Understanding intense online sentiment: The Youtube Apology and related intense online discourse using NLP
This repo was my first attempt at NLP, using Google's API and VADER sentiment analysis tool. You can find the report here
Today, on the Internet, slang and online lingo persist and spread as a form of typical communication. To have quantitative analysis on i.e. YouTube comments, it means to possess precious information on the behaviour of thousands of people, interacting with specific content. This can give insight over how humans are interacting on this platform, and if their behaviour is deviant and needs rehabilitation, or alternatively is a byproduct of the platform's rules.
For slang NLP, VADER is a light-weight pretrained model used in this repository.
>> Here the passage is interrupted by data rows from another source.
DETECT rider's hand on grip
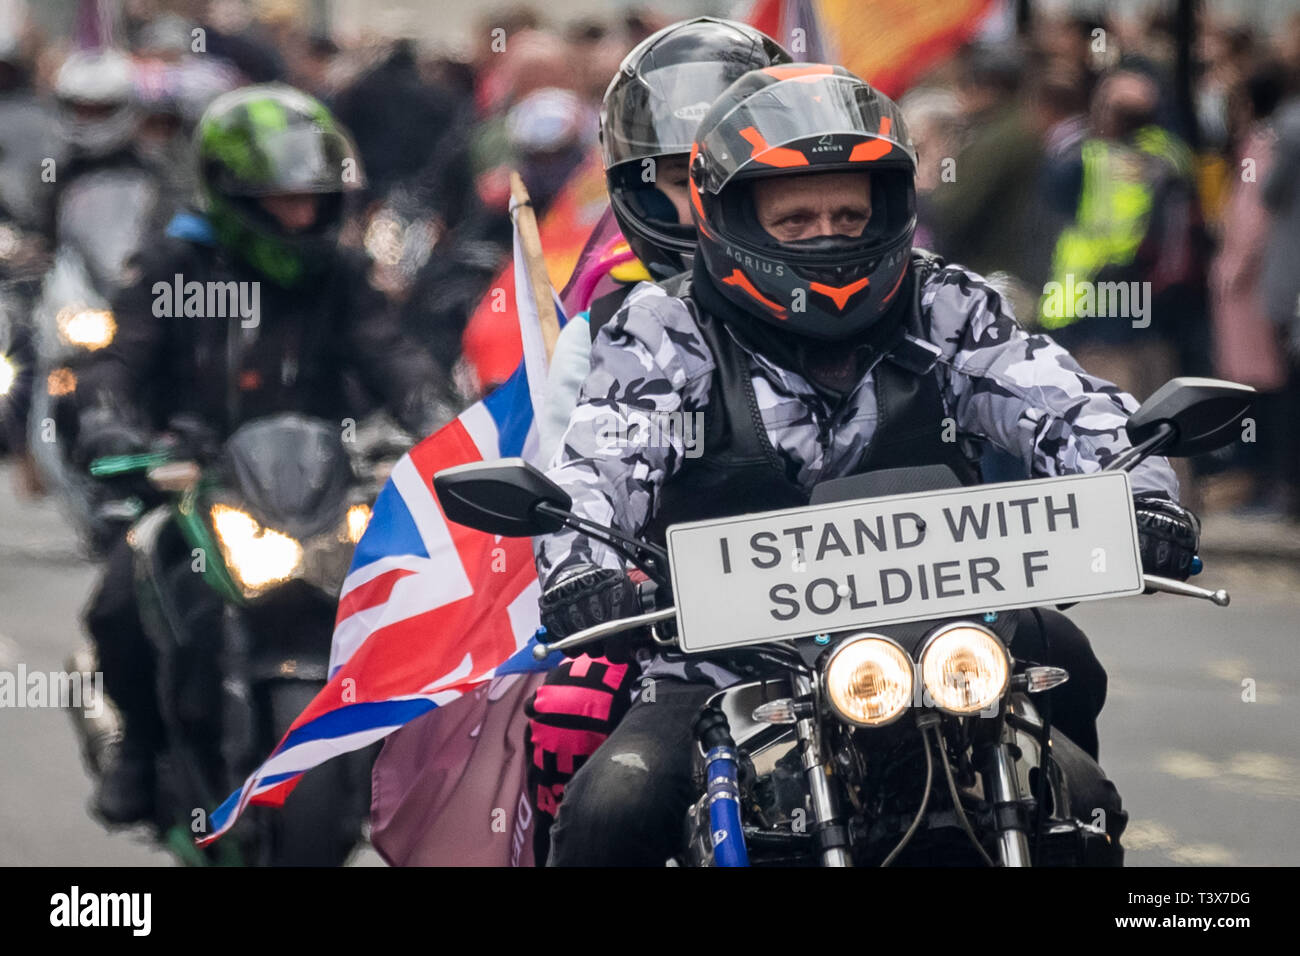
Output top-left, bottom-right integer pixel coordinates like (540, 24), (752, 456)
(73, 409), (150, 472)
(1134, 493), (1200, 581)
(539, 565), (642, 662)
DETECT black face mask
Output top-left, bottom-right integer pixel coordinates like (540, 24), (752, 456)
(691, 256), (913, 402)
(1113, 105), (1157, 141)
(775, 233), (870, 254)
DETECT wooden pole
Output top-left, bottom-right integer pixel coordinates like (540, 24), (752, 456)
(509, 171), (561, 361)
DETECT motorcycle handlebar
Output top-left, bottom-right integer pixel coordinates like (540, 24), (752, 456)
(530, 574), (1231, 662)
(88, 450), (172, 477)
(1142, 573), (1229, 606)
(531, 606), (678, 661)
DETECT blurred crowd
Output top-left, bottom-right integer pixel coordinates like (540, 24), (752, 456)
(2, 0), (1298, 518)
(901, 6), (1300, 517)
(0, 0), (676, 475)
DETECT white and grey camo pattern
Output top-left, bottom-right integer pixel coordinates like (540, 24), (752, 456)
(534, 261), (1179, 603)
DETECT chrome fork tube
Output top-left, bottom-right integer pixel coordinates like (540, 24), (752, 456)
(793, 674), (851, 867)
(985, 719), (1032, 867)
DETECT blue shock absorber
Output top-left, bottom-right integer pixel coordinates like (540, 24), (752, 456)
(705, 745), (749, 867)
(695, 707), (749, 867)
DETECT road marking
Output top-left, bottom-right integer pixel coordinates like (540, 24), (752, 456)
(1158, 749), (1300, 799)
(1122, 819), (1237, 865)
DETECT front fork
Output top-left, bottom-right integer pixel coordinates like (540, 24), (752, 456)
(695, 673), (852, 867)
(984, 717), (1033, 867)
(792, 674), (851, 867)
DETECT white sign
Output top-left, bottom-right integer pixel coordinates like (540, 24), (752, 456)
(666, 472), (1143, 653)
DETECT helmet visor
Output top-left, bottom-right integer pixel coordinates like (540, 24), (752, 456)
(696, 74), (914, 194)
(603, 60), (758, 169)
(213, 124), (361, 197)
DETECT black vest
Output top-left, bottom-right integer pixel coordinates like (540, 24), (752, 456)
(646, 253), (981, 545)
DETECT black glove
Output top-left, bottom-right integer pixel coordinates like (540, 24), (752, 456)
(539, 566), (642, 662)
(1134, 494), (1200, 581)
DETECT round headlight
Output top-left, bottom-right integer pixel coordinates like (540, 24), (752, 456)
(0, 354), (15, 397)
(919, 623), (1010, 715)
(824, 635), (914, 727)
(56, 307), (116, 350)
(345, 503), (372, 544)
(210, 503), (304, 595)
(47, 367), (77, 396)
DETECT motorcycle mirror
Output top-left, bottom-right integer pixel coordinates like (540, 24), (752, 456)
(1126, 377), (1256, 458)
(433, 458), (572, 537)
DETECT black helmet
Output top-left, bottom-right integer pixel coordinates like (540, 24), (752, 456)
(690, 65), (917, 341)
(600, 17), (791, 280)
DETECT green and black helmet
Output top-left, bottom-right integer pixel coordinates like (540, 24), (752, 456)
(195, 84), (364, 286)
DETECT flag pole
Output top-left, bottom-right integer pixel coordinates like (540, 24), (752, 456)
(509, 171), (561, 362)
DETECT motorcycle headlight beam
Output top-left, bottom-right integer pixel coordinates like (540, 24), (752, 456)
(824, 634), (915, 727)
(56, 307), (117, 351)
(345, 503), (371, 544)
(47, 367), (76, 396)
(210, 503), (304, 597)
(0, 353), (15, 397)
(918, 622), (1010, 716)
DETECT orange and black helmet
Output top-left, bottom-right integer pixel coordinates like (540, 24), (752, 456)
(690, 65), (918, 341)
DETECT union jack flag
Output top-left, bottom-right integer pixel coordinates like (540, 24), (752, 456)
(199, 205), (561, 847)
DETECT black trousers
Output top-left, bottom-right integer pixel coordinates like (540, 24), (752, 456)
(548, 609), (1120, 866)
(1010, 607), (1108, 761)
(83, 538), (164, 751)
(547, 678), (713, 867)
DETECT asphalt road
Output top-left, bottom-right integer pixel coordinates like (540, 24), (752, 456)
(0, 466), (380, 866)
(1, 463), (1297, 867)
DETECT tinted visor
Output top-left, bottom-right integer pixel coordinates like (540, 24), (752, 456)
(217, 123), (361, 197)
(602, 61), (755, 169)
(696, 74), (914, 194)
(608, 152), (694, 233)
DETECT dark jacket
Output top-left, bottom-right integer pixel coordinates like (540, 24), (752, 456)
(75, 224), (451, 445)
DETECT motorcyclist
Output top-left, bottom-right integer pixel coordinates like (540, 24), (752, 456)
(76, 83), (453, 824)
(534, 66), (1200, 866)
(40, 49), (168, 243)
(522, 17), (793, 865)
(0, 32), (53, 486)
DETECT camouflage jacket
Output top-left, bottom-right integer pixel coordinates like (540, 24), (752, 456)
(534, 262), (1179, 591)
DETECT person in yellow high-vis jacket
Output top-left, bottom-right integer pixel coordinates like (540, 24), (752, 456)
(1042, 125), (1194, 331)
(1038, 67), (1207, 405)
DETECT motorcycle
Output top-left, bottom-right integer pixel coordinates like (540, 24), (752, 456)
(0, 276), (36, 457)
(0, 213), (48, 458)
(0, 95), (56, 461)
(27, 165), (162, 553)
(432, 376), (1254, 867)
(66, 413), (392, 865)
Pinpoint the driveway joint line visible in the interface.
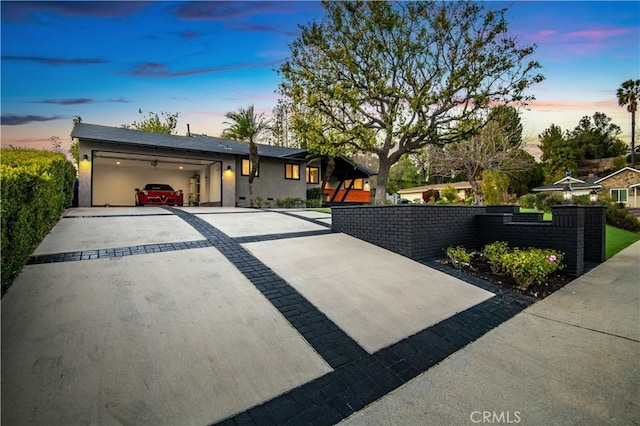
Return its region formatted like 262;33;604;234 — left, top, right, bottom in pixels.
265;209;332;228
26;240;213;264
63;213;172;218
523;312;640;342
234;229;335;244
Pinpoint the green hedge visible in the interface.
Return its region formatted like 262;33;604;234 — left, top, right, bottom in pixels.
1;149;76;294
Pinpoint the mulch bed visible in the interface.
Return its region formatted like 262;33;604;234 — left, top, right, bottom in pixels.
445;255;574;300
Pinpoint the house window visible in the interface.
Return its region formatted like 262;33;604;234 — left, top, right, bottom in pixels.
285;163;300;180
344;178;363;190
306;167;320;184
241;159;258;177
610;188;628;203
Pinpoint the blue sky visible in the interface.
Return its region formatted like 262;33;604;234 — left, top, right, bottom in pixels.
1;1;639;158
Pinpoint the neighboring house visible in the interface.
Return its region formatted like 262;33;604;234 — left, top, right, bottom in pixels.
594;167;640;208
532;175;602;197
71;123;374;207
398;181;475;203
307;156;376;204
532;168;640;208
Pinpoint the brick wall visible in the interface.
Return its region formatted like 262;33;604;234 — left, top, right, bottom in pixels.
332;205;485;260
332;204;606;276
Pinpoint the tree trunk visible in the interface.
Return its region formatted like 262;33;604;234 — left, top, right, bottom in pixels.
631;107;636;168
469;178;483;205
374;157;393;205
322;156;335;191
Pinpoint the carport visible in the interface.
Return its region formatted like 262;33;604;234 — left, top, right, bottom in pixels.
91;151;221;207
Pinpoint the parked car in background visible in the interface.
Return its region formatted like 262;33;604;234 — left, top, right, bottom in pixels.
135;184;183;206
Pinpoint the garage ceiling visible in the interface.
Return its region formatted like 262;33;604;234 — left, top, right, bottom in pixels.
93;151;217;172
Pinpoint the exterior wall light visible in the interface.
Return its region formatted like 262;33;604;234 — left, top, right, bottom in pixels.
589;189;598;204
224;165;234;178
562;184;573;203
82;154;89;162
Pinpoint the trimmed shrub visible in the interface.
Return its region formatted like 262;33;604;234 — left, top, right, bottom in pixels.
1;149;76;294
483;241;509;274
538;194;564;213
306;187;323;201
519;193;536;209
446;246;472;269
441;184;460;203
607;203;640;232
305;198;323;208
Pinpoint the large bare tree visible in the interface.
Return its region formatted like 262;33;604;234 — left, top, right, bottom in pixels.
430;106;530;205
279;1;543;204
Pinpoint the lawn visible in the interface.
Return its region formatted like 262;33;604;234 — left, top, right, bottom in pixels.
606;225;640;259
519;207;639;259
519;207;552;221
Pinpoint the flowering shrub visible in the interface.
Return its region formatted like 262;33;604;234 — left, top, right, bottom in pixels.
500;248;564;290
446;246;472;269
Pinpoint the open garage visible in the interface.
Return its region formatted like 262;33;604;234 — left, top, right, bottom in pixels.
92;151;222;207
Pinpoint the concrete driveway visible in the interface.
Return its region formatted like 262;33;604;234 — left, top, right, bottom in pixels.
2;207;529;425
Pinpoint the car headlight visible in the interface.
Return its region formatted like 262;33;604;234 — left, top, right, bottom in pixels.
142;190;148;195
176;190;182;195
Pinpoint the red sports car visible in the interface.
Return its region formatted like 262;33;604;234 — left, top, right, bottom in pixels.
135;184;183;206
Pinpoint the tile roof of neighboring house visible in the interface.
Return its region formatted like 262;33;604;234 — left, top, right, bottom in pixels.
71;122;308;160
398;181;474;194
594;167;640;184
In this specific project, I have personally reviewed 1000 YouTube comments and evaluated if they meant positive, neutral or negative content, in order to evaluate how VADER would perform on one video's comment section.
Usage:
- to obtain data (using your Google API key!) and your Youtube video of choice, change the link and the Google API key when running the notebook data_retrieval_and_cleaning.ipynb.
- to make a sample for human annotation of the semantic analysis (for whatever purposes; I recommend making a small dataset of groundtruth and using it to evaluate other NLP models under comments of your choice) run basic_sentiment_analysis.ipnyb
- to annotate comments that come from any csv file named 'sample_for_groundtruth.csv' and has columns named 'Unnamed: 0' representing users' ID and 'Comments' representing users' comments, the last cell of the previous script. You cannot do this unless you have ran the other two scripts or you change some of the input files. Other scripts are there to allow for editing specific important classes, such as "Note" class which allows for CLI human evaluation of comments.